Licensing change: Audacious - GPLv3 --> BSD

Michael Schwendt mschwendt at gmail.com
Thu Jul 12 12:28:42 UTC 2012


On Wed, 11 Jul 2012 15:31:43 -0700, Adam Williamson wrote:

> Look at it this way: it's the *project* which is in the exposed,
> dangerous position, not the contributors. You're arguing it almost the
> opposite way.

That must be a misunderstanding. Perhaps as a result of reading too quickly.

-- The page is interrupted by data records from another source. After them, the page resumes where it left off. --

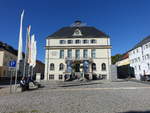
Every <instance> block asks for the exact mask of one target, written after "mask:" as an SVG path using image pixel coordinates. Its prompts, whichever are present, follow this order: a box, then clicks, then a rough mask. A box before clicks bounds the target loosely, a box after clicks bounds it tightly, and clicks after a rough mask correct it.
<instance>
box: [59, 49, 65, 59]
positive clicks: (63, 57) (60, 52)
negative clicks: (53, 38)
mask: <svg viewBox="0 0 150 113" xmlns="http://www.w3.org/2000/svg"><path fill="white" fill-rule="evenodd" d="M59 58H64V50H60V55H59Z"/></svg>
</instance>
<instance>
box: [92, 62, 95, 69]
mask: <svg viewBox="0 0 150 113" xmlns="http://www.w3.org/2000/svg"><path fill="white" fill-rule="evenodd" d="M95 70H96V64H95V63H92V71H95Z"/></svg>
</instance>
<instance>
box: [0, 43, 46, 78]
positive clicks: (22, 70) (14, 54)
mask: <svg viewBox="0 0 150 113" xmlns="http://www.w3.org/2000/svg"><path fill="white" fill-rule="evenodd" d="M17 53H18V51H17V50H15V49H14V48H13V47H11V46H10V45H7V44H6V43H3V42H0V79H3V78H9V77H10V71H11V73H12V74H13V76H15V72H16V68H9V62H10V61H16V60H17ZM23 56H24V53H23ZM23 67H24V62H23V61H22V62H20V72H19V74H18V75H23V70H24V68H23ZM44 67H45V65H44V64H43V63H42V62H41V61H39V60H37V61H36V66H35V68H34V73H41V75H42V77H43V76H44Z"/></svg>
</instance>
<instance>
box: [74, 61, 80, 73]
mask: <svg viewBox="0 0 150 113" xmlns="http://www.w3.org/2000/svg"><path fill="white" fill-rule="evenodd" d="M75 72H80V63H76V64H75Z"/></svg>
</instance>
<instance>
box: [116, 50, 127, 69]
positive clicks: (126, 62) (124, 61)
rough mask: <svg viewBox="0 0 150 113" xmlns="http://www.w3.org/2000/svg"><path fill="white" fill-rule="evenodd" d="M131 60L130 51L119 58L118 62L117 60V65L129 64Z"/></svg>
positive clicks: (123, 65) (122, 65) (117, 66)
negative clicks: (128, 52)
mask: <svg viewBox="0 0 150 113" xmlns="http://www.w3.org/2000/svg"><path fill="white" fill-rule="evenodd" d="M129 64H130V61H129V54H128V52H127V53H125V54H123V55H122V57H121V58H120V59H119V61H118V62H116V64H115V65H116V66H117V67H120V66H124V65H129Z"/></svg>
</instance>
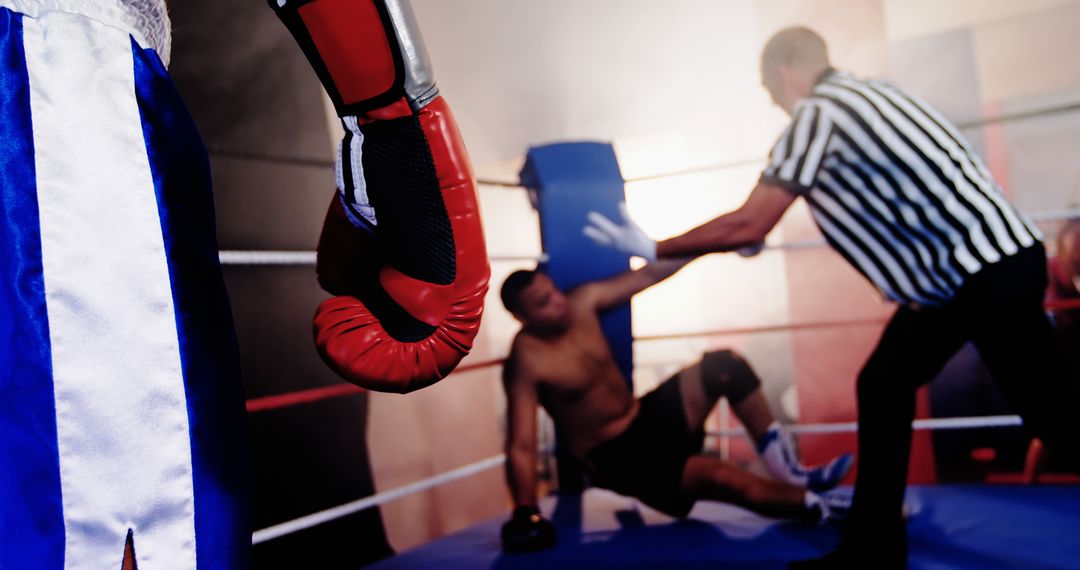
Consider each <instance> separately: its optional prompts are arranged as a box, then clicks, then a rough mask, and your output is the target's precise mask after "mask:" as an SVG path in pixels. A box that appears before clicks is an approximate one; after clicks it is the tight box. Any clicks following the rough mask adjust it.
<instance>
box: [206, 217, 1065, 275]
mask: <svg viewBox="0 0 1080 570" xmlns="http://www.w3.org/2000/svg"><path fill="white" fill-rule="evenodd" d="M1029 217H1030V218H1031V219H1032V220H1034V221H1037V222H1044V221H1057V220H1065V219H1068V218H1075V217H1080V208H1067V209H1054V211H1048V212H1040V213H1038V214H1034V215H1031V216H1029ZM826 245H827V244H826V243H825V241H824V240H804V241H798V242H787V243H782V244H777V245H769V246H766V247H765V249H766V250H799V249H816V248H819V247H824V246H826ZM219 257H220V259H221V264H222V266H313V264H315V253H314V252H282V250H249V249H224V250H221V252H220V254H219ZM488 260H489V261H495V262H499V261H511V262H517V261H529V262H538V263H543V262H545V261H548V254H540V255H539V256H490V257H488Z"/></svg>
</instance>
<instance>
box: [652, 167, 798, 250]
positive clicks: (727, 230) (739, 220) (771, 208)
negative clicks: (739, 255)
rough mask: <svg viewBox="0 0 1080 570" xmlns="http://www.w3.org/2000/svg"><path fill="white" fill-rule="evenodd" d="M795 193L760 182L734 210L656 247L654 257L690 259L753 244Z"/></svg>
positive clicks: (767, 232) (783, 209)
mask: <svg viewBox="0 0 1080 570" xmlns="http://www.w3.org/2000/svg"><path fill="white" fill-rule="evenodd" d="M796 198H798V195H797V194H795V193H794V192H791V191H788V190H787V189H785V188H783V187H781V186H778V185H774V184H771V182H767V181H760V182H758V184H757V186H756V187H755V188H754V191H753V192H751V195H750V198H747V199H746V202H745V203H744V204H743V205H742V206H741V207H740V208H739V209H737V211H734V212H731V213H729V214H725V215H723V216H719V217H718V218H716V219H714V220H712V221H708V222H705V223H703V225H701V226H699V227H697V228H694V229H692V230H690V231H688V232H686V233H684V234H683V235H678V236H675V238H672V239H670V240H664V241H663V242H659V243H658V244H657V258H660V259H664V258H679V257H693V256H701V255H705V254H711V253H715V252H731V250H734V249H739V248H742V247H745V246H748V245H754V244H757V243H759V242H761V241H762V240H765V236H766V235H768V233H769V231H770V230H772V228H773V227H774V226H775V225H777V222H779V221H780V218H781V217H783V215H784V212H787V208H788V207H791V205H792V203H793V202H795V199H796Z"/></svg>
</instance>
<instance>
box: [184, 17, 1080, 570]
mask: <svg viewBox="0 0 1080 570" xmlns="http://www.w3.org/2000/svg"><path fill="white" fill-rule="evenodd" d="M413 4H414V8H415V10H416V12H417V17H418V21H419V24H420V27H421V30H422V32H423V36H424V39H426V41H427V43H428V48H429V51H430V52H431V55H432V58H433V62H434V68H435V73H436V79H437V81H438V84H440V86H441V89H442V92H443V94H444V95H445V96H446V97H447V99H448V101H449V103H450V105H451V106H453V107H454V109H455V112H456V114H457V118H458V121H459V123H460V126H461V131H462V134H463V136H464V139H465V141H467V145H468V147H469V150H470V152H471V155H472V160H473V163H474V166H475V167H476V172H477V175H478V177H480V178H481V179H483V180H485V181H488V182H500V181H502V182H509V184H511V185H513V184H514V182H516V172H517V169H518V168H519V166H521V163H522V160H523V158H524V153H525V151H526V149H527V148H528V147H529V146H531V145H540V144H545V142H551V141H557V140H577V139H598V140H610V141H612V142H613V144H615V145H616V148H617V151H618V153H619V159H620V164H621V167H622V169H623V174H624V177H625V178H627V179H635V178H642V177H650V176H653V175H659V174H664V173H684V174H680V175H677V176H669V177H662V178H653V179H649V180H644V181H632V182H630V184H627V188H626V191H627V203H629V206H630V209H631V213H632V214H633V215H634V216H635V217H636V218H637V219H638V220H639V221H640V223H642V225H643V226H644V227H645V228H646V229H647V231H649V233H650V234H651V235H653V236H656V238H664V236H669V235H673V234H676V233H679V232H681V231H684V230H685V229H688V228H689V227H691V226H693V225H696V223H699V222H701V221H705V220H707V219H710V218H712V217H714V216H715V215H717V214H719V213H721V212H725V211H727V209H730V208H733V207H735V206H738V205H739V204H740V203H741V202H742V200H744V199H745V196H746V195H747V193H748V191H750V189H751V188H752V186H753V184H754V182H755V180H756V178H757V175H758V173H759V172H760V168H761V167H762V165H764V158H765V155H766V154H767V152H768V150H769V148H770V146H771V144H772V142H773V140H774V139H775V137H777V136H779V134H780V131H781V130H782V128H783V126H784V125H785V124H786V117H785V116H784V114H783V113H782V111H780V110H779V109H778V108H775V107H772V106H771V104H770V99H769V96H768V94H767V93H766V92H765V90H764V89H762V87H761V86H760V78H759V73H758V53H759V50H760V46H761V45H762V43H764V42H765V40H767V39H768V37H769V36H770V35H771V33H772V32H774V31H777V30H778V29H780V28H782V27H785V26H789V25H808V26H811V27H813V28H815V29H816V30H819V31H820V32H821V33H822V35H823V36H824V37H825V38H826V40H827V41H828V43H829V45H831V49H832V54H833V58H834V62H835V64H836V65H837V66H838V67H840V68H843V69H847V70H851V71H853V72H855V73H858V74H862V76H873V77H885V78H890V79H892V80H893V81H895V82H896V83H899V84H900V85H901V86H902V87H904V89H906V90H907V91H909V92H912V93H913V94H915V95H918V96H921V97H923V98H926V99H928V100H929V101H930V103H931V104H933V105H934V106H936V107H937V108H940V109H941V110H942V111H943V112H944V114H945V116H946V117H948V118H949V119H951V120H953V121H954V122H957V123H958V124H960V125H961V126H962V127H963V133H964V134H966V135H967V136H968V137H970V138H971V140H972V141H973V142H974V145H975V146H976V148H977V149H980V151H981V152H982V153H983V155H984V158H985V159H986V160H987V162H988V164H989V165H990V168H991V169H993V172H994V173H995V174H996V175H997V177H998V179H999V181H1000V182H1001V185H1002V187H1003V188H1004V189H1005V190H1007V192H1008V193H1009V194H1010V195H1011V196H1012V198H1013V200H1015V201H1016V203H1017V204H1018V205H1020V206H1021V207H1022V208H1023V209H1024V211H1025V212H1027V213H1029V214H1037V213H1042V212H1050V211H1056V209H1061V208H1065V207H1069V206H1076V205H1077V202H1078V200H1080V189H1078V188H1080V161H1077V160H1075V159H1074V158H1075V157H1076V155H1077V154H1078V152H1080V112H1077V108H1078V105H1080V67H1077V66H1075V65H1072V55H1074V54H1076V53H1078V52H1080V37H1078V35H1077V33H1075V29H1076V27H1077V25H1078V24H1080V1H1078V0H1029V1H1026V2H1015V1H1012V0H977V1H976V0H945V1H930V0H727V1H725V2H712V1H707V0H670V1H667V2H652V1H647V0H545V1H544V2H535V1H529V0H451V1H448V0H414V1H413ZM171 12H172V17H173V23H174V27H175V31H174V33H175V41H174V44H175V48H174V54H173V65H172V69H171V70H172V73H173V77H174V79H175V80H176V83H177V85H178V87H179V90H180V92H181V94H183V95H184V97H185V98H186V100H187V103H188V105H189V107H190V109H191V111H192V114H193V116H194V118H195V121H197V123H198V124H199V126H200V128H201V132H202V134H203V136H204V138H205V141H206V145H207V147H208V149H210V152H211V160H212V166H213V173H214V181H215V187H216V188H215V190H216V201H217V215H218V234H219V239H220V242H221V246H222V248H225V249H256V250H280V249H284V250H299V252H305V250H311V249H313V248H314V244H315V242H316V240H318V235H319V228H320V225H321V221H322V217H323V214H324V212H325V207H326V205H327V203H328V201H329V199H330V195H332V192H333V184H334V182H333V171H332V162H330V161H332V160H333V152H332V149H333V145H334V144H335V140H336V136H337V135H336V132H337V128H339V127H338V126H337V125H336V124H335V122H334V121H333V120H332V119H333V113H332V112H327V107H326V103H325V99H324V97H323V95H322V90H321V86H320V85H319V82H318V81H316V79H315V77H314V74H313V73H312V72H311V71H310V68H309V67H308V64H307V63H306V62H305V60H303V57H302V55H301V54H300V52H299V51H298V49H297V48H296V45H295V44H294V42H293V40H292V38H289V37H288V35H287V33H286V32H285V30H284V28H283V27H282V26H281V25H280V23H279V22H278V21H276V19H275V17H274V16H273V14H272V13H271V11H270V10H269V9H268V8H267V6H266V5H265V3H264V2H259V1H248V0H245V1H240V0H184V1H174V2H172V4H171ZM1001 117H1004V118H1011V119H1009V120H1004V121H990V122H987V120H989V119H994V118H1001ZM480 195H481V201H482V208H483V214H484V216H485V227H486V231H487V239H488V250H489V253H490V254H491V255H492V256H494V257H496V260H494V261H492V263H491V269H492V281H491V284H492V291H491V294H490V295H489V297H488V304H487V307H488V310H487V313H486V316H485V321H484V325H483V327H482V330H481V335H480V337H478V340H477V345H476V348H475V350H474V352H473V354H472V355H470V356H469V358H468V359H467V361H465V364H469V363H478V362H485V361H488V359H491V358H498V357H501V356H503V355H504V354H505V352H507V349H508V347H509V342H510V340H511V338H512V335H513V333H514V331H515V330H516V326H515V323H514V322H513V320H512V318H511V317H510V315H509V314H507V313H505V311H503V310H502V308H501V304H500V303H499V300H498V296H497V290H498V286H499V285H500V284H501V282H502V279H503V277H504V276H505V275H507V274H509V273H510V272H511V271H513V270H515V269H518V268H522V267H530V266H531V262H529V261H527V260H523V259H522V258H529V257H534V256H537V255H539V254H540V250H539V248H540V246H539V243H540V241H539V235H538V229H537V220H536V215H535V213H534V212H532V211H531V208H530V206H529V202H528V200H527V198H526V196H525V193H524V192H523V191H522V190H519V189H515V188H508V187H503V186H499V185H495V184H485V185H482V186H481V188H480ZM1047 230H1048V231H1049V232H1053V230H1054V226H1053V225H1048V226H1047ZM818 238H819V234H818V232H816V230H815V229H814V227H813V223H812V221H811V220H810V217H809V215H808V213H807V211H806V208H805V206H802V205H801V204H800V205H798V206H797V207H795V208H794V209H793V211H792V212H791V213H789V214H788V215H787V216H786V217H785V219H784V220H783V222H782V223H781V226H780V228H779V229H778V230H777V231H775V232H774V233H773V235H772V236H770V242H771V243H785V242H795V241H804V240H815V239H818ZM508 258H509V259H508ZM226 279H227V284H228V287H229V293H230V296H231V299H232V304H233V312H234V314H235V318H237V323H238V333H239V336H240V342H241V350H242V354H243V364H244V385H245V390H246V392H247V397H248V398H257V397H261V396H268V395H274V394H282V393H288V392H293V391H297V390H305V389H311V388H318V386H329V385H336V384H338V383H339V380H338V379H337V378H336V377H335V375H334V374H333V372H330V371H329V370H328V369H326V367H325V366H324V365H323V364H322V363H321V361H320V359H319V356H318V355H316V354H315V352H314V349H313V343H312V341H311V328H310V317H311V315H312V313H313V311H314V308H315V306H316V304H318V302H319V301H320V300H321V299H323V298H324V297H325V295H324V294H323V293H322V291H321V290H320V289H319V287H318V285H316V283H315V280H314V274H313V270H312V268H311V267H310V266H302V264H301V266H229V267H228V268H227V269H226ZM891 311H892V308H891V307H890V306H887V304H885V303H882V302H881V301H880V300H879V299H878V298H877V297H876V295H875V293H874V291H873V290H872V289H870V288H869V287H868V286H867V285H865V284H864V283H863V281H862V280H861V279H860V277H859V276H858V275H856V274H855V273H854V271H853V270H851V269H850V268H849V267H848V266H847V264H846V263H843V261H842V260H841V259H840V258H839V257H838V256H836V255H835V254H833V253H831V252H828V250H826V249H802V250H788V252H767V253H765V254H762V255H760V256H758V257H756V258H753V259H741V258H738V257H734V256H711V257H707V258H703V259H701V260H699V261H696V262H694V263H693V264H691V266H690V267H688V268H687V269H686V270H684V271H683V272H681V273H680V274H679V275H677V276H676V277H674V279H672V280H671V281H670V282H666V283H664V284H662V285H660V286H658V287H656V288H653V289H651V290H649V291H647V293H645V294H643V295H640V296H639V297H638V298H636V299H635V300H634V334H635V336H636V337H657V336H661V337H662V336H665V335H673V334H683V333H703V331H714V330H718V329H745V328H758V327H768V326H773V325H786V324H807V323H834V322H842V321H859V322H861V324H858V325H851V326H843V327H827V328H812V329H798V330H768V331H757V333H744V334H725V335H702V336H696V337H691V338H683V339H654V340H642V341H639V342H638V343H637V344H636V348H635V351H636V352H635V361H636V365H637V370H636V372H635V382H636V389H637V390H638V391H639V392H644V391H646V390H648V389H650V388H651V386H653V385H656V383H657V382H659V381H660V380H662V379H663V378H666V376H667V375H670V374H671V372H673V371H674V370H677V369H678V368H679V367H681V366H685V365H687V364H690V363H691V362H693V361H694V359H697V358H698V357H699V356H700V354H701V352H702V351H704V350H706V349H710V348H715V347H732V348H737V349H739V350H741V351H743V352H744V353H745V354H746V356H747V357H748V358H750V359H751V362H752V363H753V364H754V365H755V367H757V368H758V371H759V372H760V375H761V376H762V377H764V379H765V382H766V391H767V393H768V394H769V396H770V399H771V401H772V403H773V406H774V407H775V408H777V409H778V415H779V416H781V417H782V418H783V419H784V420H785V421H804V422H816V421H849V420H851V419H853V411H854V397H853V390H852V385H853V382H854V377H855V374H856V372H858V370H859V368H860V366H861V364H862V363H863V362H864V359H865V357H866V356H867V355H868V353H869V350H870V349H872V347H873V345H874V343H875V341H876V339H877V335H878V333H879V331H880V324H879V323H878V321H880V320H881V318H883V317H886V316H888V315H889V314H890V313H891ZM964 358H967V359H964ZM499 374H500V370H499V368H498V367H488V368H481V369H475V370H470V371H463V372H459V374H456V375H454V376H453V377H451V378H450V379H448V380H446V381H444V382H441V383H440V384H437V385H435V386H433V388H431V389H427V390H424V391H421V392H419V393H416V394H411V395H408V396H397V395H388V394H353V395H348V396H342V397H336V398H330V399H325V401H322V402H318V403H312V404H306V405H301V406H295V407H291V408H286V409H280V410H271V411H261V412H256V413H252V415H251V421H249V428H251V439H252V445H253V448H254V450H255V458H256V480H255V481H254V485H255V500H256V503H255V507H256V513H255V515H256V524H257V525H258V526H259V527H260V528H261V527H265V526H269V525H272V524H275V523H280V521H282V520H287V519H291V518H295V517H296V516H300V515H303V514H307V513H310V512H313V511H318V510H321V508H326V507H329V506H334V505H336V504H340V503H343V502H347V501H350V500H353V499H357V498H360V497H364V496H366V494H370V493H372V492H373V491H376V490H386V489H390V488H393V487H397V486H400V485H403V484H407V483H410V481H414V480H417V479H420V478H423V477H427V476H431V475H434V474H437V473H441V472H444V471H446V470H449V469H453V467H456V466H459V465H462V464H465V463H469V462H472V461H475V460H480V459H483V458H487V457H490V456H494V454H496V453H498V452H499V451H500V450H501V449H500V447H501V438H502V411H503V410H502V408H503V406H504V404H503V399H502V394H501V386H500V384H499ZM948 375H950V378H953V380H951V381H953V384H956V385H958V386H959V388H956V390H957V392H956V393H957V394H971V393H973V392H972V391H973V390H974V391H975V392H977V393H980V394H982V393H983V392H985V391H983V389H982V388H972V386H973V385H976V384H977V382H978V381H980V380H978V378H980V376H978V375H980V372H978V363H977V358H976V357H973V356H972V355H970V354H968V355H967V356H964V355H963V354H961V357H960V361H958V363H956V364H955V365H954V366H951V367H950V368H949V371H948ZM957 379H959V380H957ZM949 381H950V380H949V379H943V380H942V381H940V382H939V384H941V385H951V384H949ZM982 381H983V382H984V384H985V379H983V380H982ZM973 382H974V383H973ZM977 385H983V384H977ZM980 391H983V392H980ZM976 399H977V401H978V402H982V403H983V404H982V406H983V407H982V408H980V409H982V410H984V411H985V410H989V409H990V408H993V406H991V404H987V402H993V398H991V397H990V396H986V397H983V398H982V399H978V398H976ZM942 401H943V399H942V398H933V397H931V396H930V395H924V397H923V398H922V401H921V403H920V412H921V413H922V415H929V413H931V412H932V411H934V410H933V409H932V408H933V406H932V404H933V402H942ZM944 402H948V399H947V398H945V399H944ZM973 406H974V404H973ZM976 407H977V406H976ZM939 408H940V406H939ZM980 409H975V407H972V409H951V408H950V409H948V410H946V411H947V412H948V413H960V412H977V411H980ZM934 413H935V415H941V413H937V412H936V411H934ZM723 416H724V415H723V412H721V413H719V415H718V416H717V418H716V419H715V420H714V421H715V422H717V423H720V422H724V421H725V420H724V418H723ZM994 437H997V436H994ZM711 445H716V446H723V448H724V449H725V450H727V451H728V452H730V453H733V457H734V458H737V459H739V458H742V459H744V460H751V459H752V458H751V457H750V454H748V453H747V452H746V450H745V449H743V448H740V446H739V442H738V440H732V442H714V443H712V444H711ZM801 445H802V447H804V450H805V453H806V454H807V456H808V457H809V458H810V459H811V460H813V459H822V458H824V457H825V456H826V454H828V453H833V452H836V451H838V450H841V449H853V447H854V444H853V437H851V436H828V437H824V436H819V437H814V438H806V439H804V440H802V442H801ZM950 445H953V446H955V445H959V444H957V443H956V442H948V440H946V442H940V440H931V438H930V436H929V435H922V436H920V438H918V439H917V443H916V452H915V456H914V458H915V461H914V462H913V473H912V476H913V480H921V481H932V480H937V479H939V478H942V477H945V478H947V473H946V472H948V469H945V467H948V465H946V463H947V462H945V461H944V460H943V459H942V457H941V456H942V453H941V452H940V450H939V452H937V453H935V446H936V447H939V448H940V447H942V446H946V447H947V446H950ZM963 445H968V446H969V447H970V446H972V445H981V444H978V442H975V443H971V442H968V443H966V444H963ZM1017 445H1018V444H1017ZM935 456H936V460H935ZM954 467H955V465H954ZM949 469H951V467H949ZM957 469H958V467H957ZM943 470H944V471H943ZM961 471H962V470H961ZM508 507H509V498H508V494H507V491H505V487H504V485H503V483H502V474H501V471H500V470H490V471H487V472H485V473H483V474H480V475H476V476H474V477H471V478H469V479H465V480H461V481H458V483H454V484H450V485H447V486H443V487H440V488H436V489H434V490H431V491H428V492H423V493H418V494H414V496H410V497H408V498H405V499H402V500H399V501H395V502H392V503H390V504H387V505H384V506H383V507H382V508H381V510H370V511H366V512H364V513H361V514H359V515H353V516H351V517H347V518H346V519H341V520H339V521H335V523H330V524H326V525H323V526H321V527H316V528H314V529H311V530H309V531H305V532H302V533H299V534H297V535H294V537H291V538H285V539H280V540H278V541H272V542H270V543H267V544H265V545H260V546H259V547H257V549H256V558H257V561H258V564H259V567H265V568H274V567H292V566H295V565H293V564H291V561H292V560H297V561H307V562H311V564H310V565H309V567H325V568H329V567H354V566H356V565H360V564H363V562H365V561H369V560H374V559H377V558H379V557H382V556H387V555H389V554H390V553H391V548H395V549H404V548H408V547H411V546H415V545H418V544H421V543H423V542H427V541H430V540H432V539H434V538H437V537H441V535H443V534H446V533H449V532H454V531H455V530H458V529H461V528H464V527H467V526H470V525H472V524H474V523H476V521H477V520H481V519H484V518H488V517H492V516H501V515H504V513H505V512H507V508H508ZM316 561H321V562H320V564H315V562H316Z"/></svg>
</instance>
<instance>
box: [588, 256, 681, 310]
mask: <svg viewBox="0 0 1080 570" xmlns="http://www.w3.org/2000/svg"><path fill="white" fill-rule="evenodd" d="M690 261H692V258H684V259H662V260H660V261H653V262H652V263H649V264H647V266H645V267H644V268H642V269H638V270H635V271H627V272H625V273H620V274H618V275H616V276H613V277H611V279H607V280H604V281H596V282H593V283H588V284H585V285H582V286H580V287H578V288H577V289H575V291H573V295H575V296H577V297H579V298H580V299H582V300H583V301H584V302H586V303H589V304H590V306H592V307H593V309H594V310H596V311H604V310H607V309H610V308H612V307H618V306H620V304H622V303H624V302H626V301H630V298H631V297H633V296H634V295H637V294H638V293H640V291H643V290H645V289H647V288H649V287H651V286H653V285H656V284H657V283H660V282H661V281H664V280H665V279H667V277H670V276H672V275H674V274H675V273H676V272H678V270H680V269H683V268H684V267H685V266H686V264H687V263H689V262H690Z"/></svg>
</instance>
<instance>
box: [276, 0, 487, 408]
mask: <svg viewBox="0 0 1080 570" xmlns="http://www.w3.org/2000/svg"><path fill="white" fill-rule="evenodd" d="M270 4H271V6H273V8H274V9H275V11H276V12H278V15H279V16H280V17H281V19H282V21H283V22H284V23H285V25H286V26H287V27H288V29H289V31H292V32H293V36H294V37H295V38H296V40H297V42H298V43H299V44H300V46H301V49H302V50H303V51H305V53H306V54H307V56H308V59H309V60H310V62H311V64H312V67H313V68H314V69H315V72H316V73H318V74H319V77H320V79H321V80H322V82H323V86H324V87H326V91H327V93H328V94H329V96H330V99H332V100H333V101H334V105H335V107H336V109H337V111H338V116H339V117H341V118H342V124H343V125H345V127H346V132H347V133H346V136H345V139H343V140H342V142H341V147H340V149H339V153H338V168H337V171H338V172H337V174H338V189H339V192H340V194H339V195H338V196H336V198H335V200H334V201H333V202H332V204H330V209H329V212H328V213H327V216H326V222H325V225H324V227H323V233H322V236H321V238H320V243H319V260H318V273H319V280H320V284H321V285H322V286H323V288H324V289H326V290H327V291H329V293H330V294H333V295H336V296H337V297H334V298H332V299H329V300H327V301H324V302H323V303H322V304H320V307H319V310H318V311H316V313H315V318H314V335H315V343H316V345H318V348H319V352H320V354H321V355H322V356H323V358H324V359H325V361H326V363H327V364H328V365H329V366H330V368H333V369H334V370H335V371H337V372H338V374H339V375H340V376H341V377H342V378H345V379H347V380H349V381H350V382H353V383H355V384H357V385H361V386H363V388H366V389H369V390H378V391H383V392H410V391H414V390H418V389H420V388H423V386H427V385H430V384H432V383H434V382H436V381H438V380H440V379H442V378H443V377H445V376H446V375H447V374H449V372H450V371H451V370H453V369H454V367H455V366H457V364H458V363H459V362H460V361H461V358H462V357H464V355H465V354H468V353H469V350H470V349H471V348H472V342H473V339H474V338H475V336H476V331H477V329H478V328H480V321H481V315H482V313H483V310H484V297H485V294H486V293H487V282H488V276H489V269H488V266H487V252H486V249H485V245H484V233H483V228H482V226H481V220H480V212H478V208H477V205H476V190H475V184H474V181H473V174H472V168H471V166H470V165H469V159H468V154H467V153H465V150H464V146H463V145H462V142H461V136H460V134H459V133H458V128H457V125H456V123H455V122H454V117H453V116H451V114H450V111H449V109H448V108H447V106H446V103H445V101H444V100H443V99H442V97H440V95H438V90H437V89H436V87H435V84H434V82H433V81H432V79H431V71H430V65H429V63H428V58H427V54H426V52H424V49H423V45H422V43H421V42H420V38H419V35H418V32H417V28H416V24H415V21H414V17H413V14H411V11H410V9H409V6H408V4H407V3H406V2H405V1H404V0H307V1H305V0H271V1H270Z"/></svg>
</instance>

I've pointed out that I've observed a lot of effort from the base
developers trying to track contributions in commit comments, in the bug
tracker, in the documentation, in inline credits, in copyright notices for
individuals.
In my first reply in this thread, I asked Petr what contribution(s) he
refers to. Whether it's a contribution that has been tracked with a
copyright notice or just in the list of patch authors or just somewhere
else such as in revision control. Why did I ask that? Because it would
be a clear case if his name appeared anywhere in the files (and I told
what I had found). On the contrary, if it's an unknown/unspecified
contribution, which may be gone meanwhile, details would be needed, or
else nobody could investigate whether it may have been ignored or not
tracked properly. The fact alone that I could not find his name anywhere
other than in the translations caused me to point out what I think may
have happened - never claiming that there may not be any legal risks.

I've been mentioned in the iptables/netfilter source code, but a grep of
the current source tarball in Rawhide doesn't find anything anymore.
It would need a closer (or very close) look to find out whether anything
is left. The file preambles/copyright notices don't give a hint.

> A lot of your arguments rely on notions of common sense,
> fair play and so on, which just isn't a good approach.

Of course not, if you're aiming at perfection and indefeasibility.